23 May 2010

We don't want to look like a failure, and just for that reason we are one

One of the interesting things about the internet is that you learn things about other cultures whose existence you never suspected. And one of the things I've learnt in 20 years of online interaction is that one of the favourite insults of Americans is "loser" (though it is often spelt "looser", which I first took to be a reference to a liberator, or an invitation to "hang loose").

Fifty years ago I read Lawrence Lipton's The holy barbarians, which described the lifestyle of the Beats, who dropped out of the cult of the bitch-goddess Success. But the cult continues.

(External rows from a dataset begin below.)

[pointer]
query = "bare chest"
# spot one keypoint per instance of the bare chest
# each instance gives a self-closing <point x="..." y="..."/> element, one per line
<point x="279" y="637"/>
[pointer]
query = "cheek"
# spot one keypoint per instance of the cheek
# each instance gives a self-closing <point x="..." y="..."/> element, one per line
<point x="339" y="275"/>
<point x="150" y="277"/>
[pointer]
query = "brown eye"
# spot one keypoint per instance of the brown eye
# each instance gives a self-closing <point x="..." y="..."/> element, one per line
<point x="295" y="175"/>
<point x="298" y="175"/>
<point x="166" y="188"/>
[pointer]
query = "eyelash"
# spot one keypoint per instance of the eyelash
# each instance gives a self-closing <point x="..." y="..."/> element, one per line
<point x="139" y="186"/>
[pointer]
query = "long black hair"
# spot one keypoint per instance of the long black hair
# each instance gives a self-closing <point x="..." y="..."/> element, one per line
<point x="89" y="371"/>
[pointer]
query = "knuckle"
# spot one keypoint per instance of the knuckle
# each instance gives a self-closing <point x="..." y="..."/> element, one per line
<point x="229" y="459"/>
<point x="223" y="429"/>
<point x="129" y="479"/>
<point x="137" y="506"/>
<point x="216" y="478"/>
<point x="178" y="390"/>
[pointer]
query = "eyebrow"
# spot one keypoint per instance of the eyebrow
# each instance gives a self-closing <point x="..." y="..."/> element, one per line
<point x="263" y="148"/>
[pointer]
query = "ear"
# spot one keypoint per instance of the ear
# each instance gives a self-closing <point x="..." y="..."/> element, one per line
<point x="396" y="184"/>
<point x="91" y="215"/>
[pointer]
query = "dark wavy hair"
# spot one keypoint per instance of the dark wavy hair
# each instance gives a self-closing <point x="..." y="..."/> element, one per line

My son works in a bookshop, and tells me that the best-selling books are self-help books, often books on how to be a big success by wroting self-help books, and so the cult feeds on itself. Motivational speakers charge high fees for speaking on how to be a big success, and there seems to be no lack of people to pay to listen to them.

Another blogger has blogged about one of the latest offerings in the genre: Clarissa's Blog: Turning Your Teen Into a Neurotic:
Here is a sample of wisdom that this book offers to poor teenagers:

All successful people have the habit of doing the things failures don't like to do. They don't like doing them either. But this dislike is subordinated to the strength of their purpose.

Obviously, the purpose of this 'successful' individual does not include being happy or enjoying life. The quote makes a lot more sense if we substitute the word 'neurotic' for successful. It's also curious how a person who refuses to do things s/he doesn't enjoy is necessarily seen as a 'failure.' In this masochistic worldview, the only permissible lifestyle is the one that includes constant self-repression and suffering.

Other pieces of advice the book offers include making weekly lists of the goals you need to achieve and looking at yourself in a mirror in order to find in yourself qualities that need to be eradicated.

Little has changed since Norman Vincent Peale wrote The power of positive thinking

An American Anglican priest once told a joke about it.

Norman Vincent Peale was transported to Calvary at the time of the crucifixion of Christ. He looked at Jesus hanging on the cross and said "Think positively!"


James Higham said...

Yes but after all that, Steve, what is your take on it?

Malcolm said...

But, I still don't know how these books define "success"!

PamBG said...

Hah! That last line will probably fit nicely in my next sermon: "The Servant King".

I was going to add that we in the US worry about our Churches being successful and our ministers being successful. :D

Yewtree said...

About 20 years ago a marvellous book came out in the UK, by Stephen Pyle, called Heroic Failures.

I think the obsession with success is a consequence of the Protestant work ethic.